Sulla base di tali considerazioni, la Corte ha quindi ritenuto non censurabile l’assunto della Corte territoriale, la quale, dopo aver reputato "innegabile" il danno non patrimoniale connesso al ritardo nell’emanazione di un provvedimento relativo allo "stato della persona" (…) ha quindi affermato che "Il c.d. danno esistenziale non costituisce… un autonomo titolo di danno".
Per quanto riguarda il mancato riconoscimento del danno all’immagine, richiesto autonomamente dal ricorrente, va rilevato che correttamente la Corte d’appello ha rilevato che la domanda proposta da quest’ultimo nel giudizio di merito era quella di danno da durata eccessiva del processo e non il danno cagionato da un’ingiusta accusa o tanto meno dalla divulgazione della notitia criminis.
Con riferimento, poi, al danno biologico, il cui mancato riconoscimento costituisce oggetto anche del terzo motivo di ricorso che viene qui esaminato, si deve rilevare, da un lato, che esso non può ritenersi presuntivamente sussistente, essendo necessaria la prova tanto della sua esistenza quanto del nesso di causalità; dall’altro, che la Corte d’appello ha, con giudizio di merito, come tale incensurabile in questa sede, ritenuto insussistente proprio il nesso causale tra le patologie lamentate dal ricorrente e l’ansia derivata dal processo, senza che, per quanto più direttamente concerne la censura sviluppata nel terzo motivo, possa ravvisarsi la denunciata contraddittorietà tra tale statuizione e quella relativa all’affermazione della sussistenza di uno stato di ansia e di stress, giacché la valutazione negativa, quanto al danno biologico, è stata dal giudice del merito espressa con specifico riferimento alla insussistenza del nesso causale.

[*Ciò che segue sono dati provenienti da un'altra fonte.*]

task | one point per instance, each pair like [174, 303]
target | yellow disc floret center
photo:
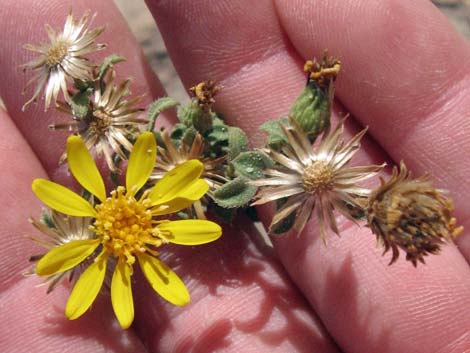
[125, 225]
[318, 177]
[56, 53]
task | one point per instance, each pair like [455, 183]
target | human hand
[404, 79]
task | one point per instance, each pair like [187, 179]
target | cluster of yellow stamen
[318, 177]
[125, 225]
[56, 53]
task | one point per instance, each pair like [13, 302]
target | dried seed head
[205, 92]
[412, 215]
[318, 177]
[324, 71]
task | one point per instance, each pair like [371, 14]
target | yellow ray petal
[141, 162]
[163, 280]
[61, 199]
[65, 257]
[185, 199]
[176, 181]
[121, 294]
[86, 289]
[83, 167]
[191, 231]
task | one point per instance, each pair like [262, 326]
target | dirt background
[142, 25]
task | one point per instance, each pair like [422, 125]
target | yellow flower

In conclusione, il ricorso deve essere rigettato. Sussistono, peraltro, in considerazione della peculiarità della vicenda processuale, giusti motivi per compensare tra le parti le spese del giudizio di legittimità.

P.Q.M.
La Corte rigetta il ricorso e compensa le spese.
Così deciso in Roma, nella camera di consiglio del 24 ottobre 2006.